This plan uses comforting language like “self-directed care” for patients and “shared values” with care-givers. It also appears to include substantive improvements such as increased funding for home and community care and wage increases for Personal Support Workers (PSW).

According to Ross Sutherland, a former home-care nurse and chair of the Ontario Health Coalition, “The home care system is currently a mess. There is no right to care for patients or clients. There is no community control or democracy… we want to raise a warning with the Minister of Health that in some serious ways his reforms could make things a lot worse if the perils of privatization, market-modelled home care and austerity are not avoided.”

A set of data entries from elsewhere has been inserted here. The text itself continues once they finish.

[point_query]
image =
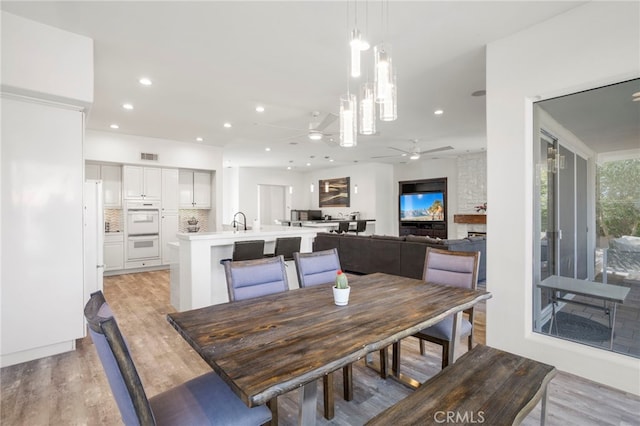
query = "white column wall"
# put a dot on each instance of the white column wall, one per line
(589, 46)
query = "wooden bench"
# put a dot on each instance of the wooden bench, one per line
(485, 386)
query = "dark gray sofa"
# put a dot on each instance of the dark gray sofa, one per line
(394, 255)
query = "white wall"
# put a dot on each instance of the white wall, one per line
(42, 189)
(247, 190)
(46, 62)
(126, 149)
(592, 45)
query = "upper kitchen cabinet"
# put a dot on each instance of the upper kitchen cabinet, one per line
(111, 185)
(169, 191)
(142, 183)
(111, 177)
(195, 190)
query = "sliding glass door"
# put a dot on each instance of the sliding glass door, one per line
(561, 218)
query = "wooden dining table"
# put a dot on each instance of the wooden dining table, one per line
(268, 346)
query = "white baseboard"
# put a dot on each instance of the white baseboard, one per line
(36, 353)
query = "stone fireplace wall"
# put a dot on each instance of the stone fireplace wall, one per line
(472, 190)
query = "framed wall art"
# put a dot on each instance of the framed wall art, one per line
(333, 192)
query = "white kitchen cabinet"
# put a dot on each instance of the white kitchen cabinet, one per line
(111, 177)
(142, 183)
(170, 191)
(92, 171)
(168, 231)
(113, 251)
(111, 186)
(195, 190)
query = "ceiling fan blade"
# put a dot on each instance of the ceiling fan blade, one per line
(280, 127)
(386, 156)
(326, 122)
(401, 150)
(442, 148)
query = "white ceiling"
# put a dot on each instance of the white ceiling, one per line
(213, 62)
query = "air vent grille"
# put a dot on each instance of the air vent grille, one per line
(148, 156)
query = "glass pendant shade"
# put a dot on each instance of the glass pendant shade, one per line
(355, 44)
(389, 105)
(348, 121)
(367, 118)
(382, 69)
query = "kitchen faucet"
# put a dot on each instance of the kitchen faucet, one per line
(244, 220)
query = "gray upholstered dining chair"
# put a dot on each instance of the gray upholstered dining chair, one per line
(205, 400)
(454, 268)
(320, 268)
(247, 279)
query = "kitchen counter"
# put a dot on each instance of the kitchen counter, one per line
(197, 277)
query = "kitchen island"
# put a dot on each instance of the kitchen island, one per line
(197, 277)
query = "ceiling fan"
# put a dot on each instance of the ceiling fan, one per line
(415, 152)
(315, 131)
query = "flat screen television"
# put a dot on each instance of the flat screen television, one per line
(422, 207)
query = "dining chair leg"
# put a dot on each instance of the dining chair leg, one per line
(384, 363)
(273, 406)
(445, 354)
(327, 390)
(347, 382)
(395, 361)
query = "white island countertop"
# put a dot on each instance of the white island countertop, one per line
(198, 279)
(265, 232)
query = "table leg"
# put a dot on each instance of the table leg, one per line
(543, 412)
(553, 314)
(308, 402)
(273, 406)
(612, 318)
(454, 346)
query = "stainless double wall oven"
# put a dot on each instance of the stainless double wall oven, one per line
(143, 232)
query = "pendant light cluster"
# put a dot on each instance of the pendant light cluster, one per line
(360, 118)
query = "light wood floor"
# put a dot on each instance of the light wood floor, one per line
(71, 388)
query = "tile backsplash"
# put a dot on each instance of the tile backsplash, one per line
(185, 214)
(115, 218)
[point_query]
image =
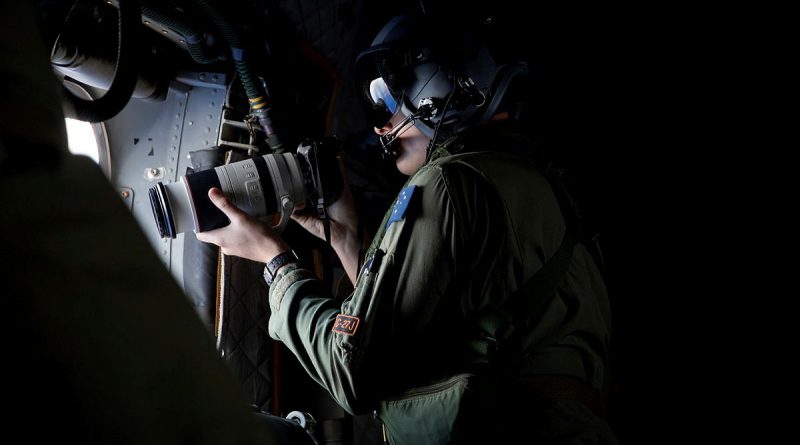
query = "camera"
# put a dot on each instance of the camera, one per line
(262, 185)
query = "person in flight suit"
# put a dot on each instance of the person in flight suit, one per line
(418, 339)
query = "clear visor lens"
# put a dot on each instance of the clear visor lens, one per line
(381, 96)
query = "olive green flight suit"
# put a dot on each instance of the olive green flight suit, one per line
(466, 231)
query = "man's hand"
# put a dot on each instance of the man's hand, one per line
(246, 236)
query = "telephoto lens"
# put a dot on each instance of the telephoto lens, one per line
(264, 185)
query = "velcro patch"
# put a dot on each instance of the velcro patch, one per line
(345, 324)
(401, 204)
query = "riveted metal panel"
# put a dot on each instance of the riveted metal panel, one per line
(150, 142)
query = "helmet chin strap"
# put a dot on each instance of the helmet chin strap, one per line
(426, 110)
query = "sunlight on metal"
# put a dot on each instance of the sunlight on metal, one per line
(82, 140)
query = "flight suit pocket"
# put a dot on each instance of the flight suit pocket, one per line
(425, 415)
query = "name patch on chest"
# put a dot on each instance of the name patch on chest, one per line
(345, 324)
(401, 204)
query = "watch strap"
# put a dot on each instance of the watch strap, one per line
(276, 263)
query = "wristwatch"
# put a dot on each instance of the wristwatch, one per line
(276, 263)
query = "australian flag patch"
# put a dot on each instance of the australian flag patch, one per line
(401, 204)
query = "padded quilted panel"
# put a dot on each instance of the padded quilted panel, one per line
(244, 341)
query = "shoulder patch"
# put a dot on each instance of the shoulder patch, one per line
(345, 324)
(401, 204)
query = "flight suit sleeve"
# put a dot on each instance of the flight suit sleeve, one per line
(347, 347)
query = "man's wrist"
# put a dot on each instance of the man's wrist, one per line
(278, 262)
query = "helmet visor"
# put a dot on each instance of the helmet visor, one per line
(384, 105)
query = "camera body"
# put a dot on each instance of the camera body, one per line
(263, 185)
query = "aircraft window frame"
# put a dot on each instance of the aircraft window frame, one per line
(98, 130)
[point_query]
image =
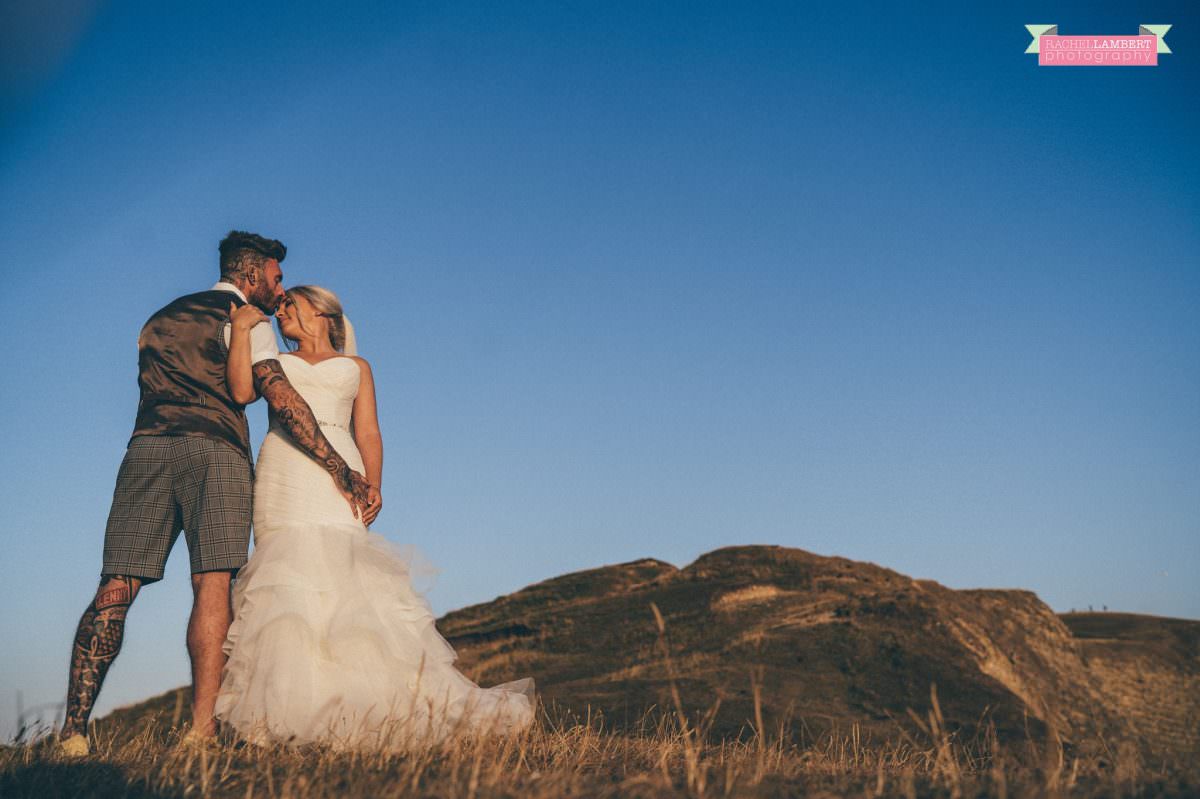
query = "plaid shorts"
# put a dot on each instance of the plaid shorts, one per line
(172, 482)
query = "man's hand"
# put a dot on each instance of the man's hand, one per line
(245, 317)
(375, 504)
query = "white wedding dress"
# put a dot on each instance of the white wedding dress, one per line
(330, 642)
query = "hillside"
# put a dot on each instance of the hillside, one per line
(837, 642)
(832, 643)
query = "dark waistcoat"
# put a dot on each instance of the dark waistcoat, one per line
(181, 372)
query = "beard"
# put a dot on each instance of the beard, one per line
(264, 299)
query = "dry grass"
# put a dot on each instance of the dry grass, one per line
(669, 754)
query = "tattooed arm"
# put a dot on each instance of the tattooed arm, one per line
(295, 416)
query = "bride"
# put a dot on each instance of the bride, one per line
(330, 642)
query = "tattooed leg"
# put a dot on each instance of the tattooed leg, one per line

Last year, I had some personal experience with this situation when my in-laws had very intense dealings with the health-care system. After a major and complicated operation, my partner’s 82-year-old father was sent home to be nursed by his 80-year-old mother. I argued with the hospital staff who were organizing his discharge and was repeatedly told that every issue I raised would be dealt with by “home care.”

And while a nurse did come to administer his IV medication, no one came or phoned about changing his dressings, bathing or managing the tubing on his post-surgical catheter. When I called the Community Care Access Centre (CCAC) responsible for his home care, the case manager told me that he would be entitled to two hours of care a week. The rest was up to his 80-year-old wife. This is the reality of home care in Ontario. Downloading services that should be publicly provided and accessible onto family members, predominantly women.

Unsurprisingly, my in-laws visited many emergency wards in the weeks and months that followed.

I asked the CCAC, quite emphatically, what other programs or supports my partner’s parents might be eligible for and was given the numbers of private agencies we could pay out of pocket for. I recall hearing activists in the 1990s predict this situation. Governments were widely touting home care as the solution to “inefficient” hospitals, blatantly exploiting people’s understandable desire to be cared for at home while opening the door to privatization.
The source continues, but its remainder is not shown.